These particular sows are like, Heinz 57 of pig breeds. I don't know what all is in there. My sister does have a purebred mangalitsa sow and boar, too. Their piglets are so cute. They are striped like little wild pigs. If I was going to pick a pig breed for myself, I think I'd look into Kune Kunes. They are smaller, and I have _heard_ (don't know from experience) that they don't root as much and are less destructive to the soil. 


toth boer goats said:


> Wow beautiful pics.


Thank you!


----------



## Cedarwinds Farm

And today we have snow!


----------



## Moers kiko boars

Beautiful drawing (card) from your neice. And your photos are Awesome. I laughed at the Goats with their own personal Back Scrathers!🤣😂(chickens)


----------



## Rancho Draco

Beautiful pictures! As much snow as we have hear, I can still enjoy the pretty snow there. 

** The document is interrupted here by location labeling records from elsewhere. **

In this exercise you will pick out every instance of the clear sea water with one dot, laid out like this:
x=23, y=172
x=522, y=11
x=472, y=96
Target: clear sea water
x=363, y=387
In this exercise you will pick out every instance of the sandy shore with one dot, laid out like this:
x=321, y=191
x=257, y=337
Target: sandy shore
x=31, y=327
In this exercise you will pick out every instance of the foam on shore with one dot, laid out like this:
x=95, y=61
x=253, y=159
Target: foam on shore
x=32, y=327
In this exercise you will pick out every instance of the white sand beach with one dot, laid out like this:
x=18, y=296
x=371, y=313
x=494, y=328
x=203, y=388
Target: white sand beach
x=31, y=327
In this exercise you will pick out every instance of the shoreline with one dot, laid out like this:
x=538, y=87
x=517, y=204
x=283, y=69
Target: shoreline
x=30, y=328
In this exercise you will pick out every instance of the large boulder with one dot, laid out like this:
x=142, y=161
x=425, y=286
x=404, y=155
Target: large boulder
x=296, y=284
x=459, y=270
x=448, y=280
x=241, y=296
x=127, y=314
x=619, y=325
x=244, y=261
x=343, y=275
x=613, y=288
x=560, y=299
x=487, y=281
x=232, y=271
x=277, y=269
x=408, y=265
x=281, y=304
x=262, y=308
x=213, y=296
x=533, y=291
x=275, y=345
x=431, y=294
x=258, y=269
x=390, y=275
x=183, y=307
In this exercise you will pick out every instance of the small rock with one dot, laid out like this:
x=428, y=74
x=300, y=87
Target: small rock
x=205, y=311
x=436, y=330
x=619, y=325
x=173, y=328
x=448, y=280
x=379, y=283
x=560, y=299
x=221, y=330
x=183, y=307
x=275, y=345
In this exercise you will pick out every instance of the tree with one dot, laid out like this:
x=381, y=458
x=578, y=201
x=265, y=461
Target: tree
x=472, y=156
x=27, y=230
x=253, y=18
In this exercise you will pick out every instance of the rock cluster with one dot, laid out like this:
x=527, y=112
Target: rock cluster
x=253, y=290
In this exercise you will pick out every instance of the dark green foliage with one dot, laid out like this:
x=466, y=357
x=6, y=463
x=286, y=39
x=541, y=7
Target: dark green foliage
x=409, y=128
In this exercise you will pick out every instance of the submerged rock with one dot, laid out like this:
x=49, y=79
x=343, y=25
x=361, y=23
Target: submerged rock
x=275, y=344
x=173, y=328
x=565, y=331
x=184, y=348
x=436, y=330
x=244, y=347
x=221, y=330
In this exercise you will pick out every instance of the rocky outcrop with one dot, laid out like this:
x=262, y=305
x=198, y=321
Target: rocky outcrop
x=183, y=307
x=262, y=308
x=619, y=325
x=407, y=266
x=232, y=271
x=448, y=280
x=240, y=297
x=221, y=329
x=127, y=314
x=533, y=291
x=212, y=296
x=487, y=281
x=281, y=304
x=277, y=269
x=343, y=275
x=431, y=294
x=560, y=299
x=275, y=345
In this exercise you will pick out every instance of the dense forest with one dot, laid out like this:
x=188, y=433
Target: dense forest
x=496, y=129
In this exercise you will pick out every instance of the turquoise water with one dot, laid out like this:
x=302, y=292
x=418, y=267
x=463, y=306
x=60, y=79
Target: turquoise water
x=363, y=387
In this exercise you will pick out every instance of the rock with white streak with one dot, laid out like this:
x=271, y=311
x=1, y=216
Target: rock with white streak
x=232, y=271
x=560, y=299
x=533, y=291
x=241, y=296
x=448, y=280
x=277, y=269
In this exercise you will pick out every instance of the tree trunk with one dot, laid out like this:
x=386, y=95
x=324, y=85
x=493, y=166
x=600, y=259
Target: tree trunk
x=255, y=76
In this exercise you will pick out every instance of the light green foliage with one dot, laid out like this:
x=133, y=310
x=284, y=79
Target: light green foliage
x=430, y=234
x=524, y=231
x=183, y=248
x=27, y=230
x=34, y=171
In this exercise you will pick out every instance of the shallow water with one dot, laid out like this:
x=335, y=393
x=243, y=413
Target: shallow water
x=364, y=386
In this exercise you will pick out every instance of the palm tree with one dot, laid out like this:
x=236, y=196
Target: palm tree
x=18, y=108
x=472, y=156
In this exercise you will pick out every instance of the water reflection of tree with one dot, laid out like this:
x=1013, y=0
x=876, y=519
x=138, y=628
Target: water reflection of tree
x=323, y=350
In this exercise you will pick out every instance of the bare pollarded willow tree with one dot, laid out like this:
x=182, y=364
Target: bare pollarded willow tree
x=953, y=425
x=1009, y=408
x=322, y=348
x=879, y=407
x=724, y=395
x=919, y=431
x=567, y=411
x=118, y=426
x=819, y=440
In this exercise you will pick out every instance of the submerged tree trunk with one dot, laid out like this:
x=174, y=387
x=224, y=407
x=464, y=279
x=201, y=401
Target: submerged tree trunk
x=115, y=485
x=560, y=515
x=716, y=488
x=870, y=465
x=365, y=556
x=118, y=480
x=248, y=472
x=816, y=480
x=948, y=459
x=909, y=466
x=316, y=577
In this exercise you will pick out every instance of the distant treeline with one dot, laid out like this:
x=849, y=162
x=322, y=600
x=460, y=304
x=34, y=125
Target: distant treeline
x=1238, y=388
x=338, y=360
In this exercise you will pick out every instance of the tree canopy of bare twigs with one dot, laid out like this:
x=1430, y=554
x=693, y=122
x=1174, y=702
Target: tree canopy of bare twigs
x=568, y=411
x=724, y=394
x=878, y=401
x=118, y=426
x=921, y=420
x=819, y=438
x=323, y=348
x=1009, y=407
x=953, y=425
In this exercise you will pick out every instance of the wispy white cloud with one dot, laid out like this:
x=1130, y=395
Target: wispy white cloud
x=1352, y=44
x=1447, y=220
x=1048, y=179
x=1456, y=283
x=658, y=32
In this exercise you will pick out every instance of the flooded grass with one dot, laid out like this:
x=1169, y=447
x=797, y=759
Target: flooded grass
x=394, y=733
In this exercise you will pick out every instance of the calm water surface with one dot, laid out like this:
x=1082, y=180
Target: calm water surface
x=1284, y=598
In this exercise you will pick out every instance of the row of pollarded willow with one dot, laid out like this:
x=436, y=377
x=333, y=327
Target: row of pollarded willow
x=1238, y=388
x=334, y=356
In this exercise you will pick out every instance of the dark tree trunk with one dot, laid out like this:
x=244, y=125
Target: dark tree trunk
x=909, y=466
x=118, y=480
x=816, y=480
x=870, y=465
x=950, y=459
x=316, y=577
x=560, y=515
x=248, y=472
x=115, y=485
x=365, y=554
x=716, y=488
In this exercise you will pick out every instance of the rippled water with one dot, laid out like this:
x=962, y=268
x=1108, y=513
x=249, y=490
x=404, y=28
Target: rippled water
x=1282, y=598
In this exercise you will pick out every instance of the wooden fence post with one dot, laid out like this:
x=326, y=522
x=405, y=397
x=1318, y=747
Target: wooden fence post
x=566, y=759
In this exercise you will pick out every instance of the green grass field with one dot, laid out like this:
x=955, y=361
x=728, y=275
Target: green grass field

I had looked into Idaho Pasture pigs for the same reasons as you mentioned. I just can't quite bring myself to bring any other animals on.


----------



## MadHouse

Rancho Draco said:


> Beautiful pictures! As much snow as we have hear, I can still enjoy the pretty snow there.


I agree! Same here. We have snow all winter long, but yours still looks pretty to me.


----------



## toth boer goats

Beautiful pics.


----------



## Cedarwinds Farm

Moers kiko boars said:


> Beautiful drawing (card) from your neice. And your photos are Awesome. I laughed at the Goats with their own personal Back Scrathers!🤣😂(chickens)


You know goats...always looking for new ways to scratch those itches!


Rancho Draco said:


> Beautiful pictures! As much snow as we have hear, I can still enjoy the pretty snow there.
> 
> I had looked into Idaho Pasture pigs for the same reasons as you mentioned. I just can't quite bring myself to bring any other animals on.





MadHouse said:


> I agree! Same here. We have snow all winter long, but yours still looks pretty to me.


I was excited about the snow, since it was the first real snow we've had so far this winter. I think it is so pretty when it's fresh. Glad you guys aren't sick of it yet!
@Rancho Draco I hadn't heard about Idaho Pasture Pigs before! Pigs are fascinating, but they can be so destructive and intimidating. My sister's boar is mean. He took a chunk out of her leg one time. I have a healthy respect for the pigs!


toth boer goats said:


> Beautiful pics.


Thanks!


----------



## Cedarwinds Farm

Belle's audition photo for MFA feed store mascot.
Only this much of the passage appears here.